Taxidermists seek to continually maintain their skills to ensure attractive, lifelike results. Many taxidermists in the US use bears, though some use creatures such as snakes, birds and fish. Although mounting an animal has long been considered an art form, often involving months of work, not all modern taxidermists trap or hunt for prize specimens.
Taxidermy specimens can be saved for later use by freezing. The taxidermist then removes the skin, to be tanned and treated at a later date. Numerous measurements are then taken of the remaining body. A traditional method that remains popular today involves retaining the original skull and leg bones of a specimen and using these as the basis to create a mannequin made primarily from wood wool (previously tow or hemp wool was used) and galvanised wire. Another method is to mould the carcass in plaster, and then make a copy of the animal using one of several methods. A final mould is then made of polyester resin and glass cloth; from which a polyurethane form is made for final production. The carcass is then removed and the mould is used to produce a cast of the animal called a 'form'. Forms can also be made by sculpting the animal first in clay. Many companies produce stock forms in various sizes. Glass eyes are then usually added to the display, and in some cases, artificial teeth, jaws, tongue, or for some birds, artificial beaks and legs can be used.
An increasingly popular trend is to freeze dry the animal. This can be done with reptiles, birds, and small mammals such as cats, large mice and some types of dogs. Freeze drying is expensive and time consuming. The equipment is costly and requires much upkeep. Large specimens can be required to spend as long as six months in the freeze dryer, although it is the preferred technique for pets. Freeze dried animals, though, may later be susceptible to being eaten by carpet beetles.
Some taxidermy specimens do not involve a carcass at all, particularly in the case of sporting fish, such as trout and bass, for which the practice of catch and release is becoming increasingly prevalent. Instead, detailed photos and measurements are taken of the animal, and then a taxidermist creates a resin or fibreglass sculpture of the animal that can be mounted and displayed as a specimen. The actual animal is released.
Rogue taxidermy is the creation of stuffed animals which do not have real, live counterparts. Many taxidermists do not consider this true taxidermy. They may represent impossible hybrids such as the jackalope and the skvader, extinct species, mythical creatures such as dragons, chimeras, griffins, unicorns or mermaids, or may be entirely of the maker's imagination. Some are made from parts of more than one kind of animal, or they may be artificially created. Rogue taxidermy is often seen in sideshows and dime museums among genuine freak animals.

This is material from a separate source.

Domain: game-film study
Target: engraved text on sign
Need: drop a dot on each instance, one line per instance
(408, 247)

When the platypus was first discovered by Europeans in 1798, and a pelt and sketch were sent to the United Kingdom, some thought the animal to be a hoax. It was thought that a taxidermist had sewn a duck's beak onto the body of a beaver-like animal. George Shaw, who produced the first description of the animal in the Naturalist's Shunga Miscellany in 1799, even took a pair of scissors to the dried skin to check for stitches.
The term "rogue taxidermy" was introduced by the Minneapolis, Minnesota-based group, The Minnesota Association of Rogue Taxidermists (MART) in October 2004. It was first coined by MART founders Sarina Brewer, Scott Bibus, and Robert Marbury. The term first appeared in print in a New York Times article about the group's debut exhibition on January 3, 2005.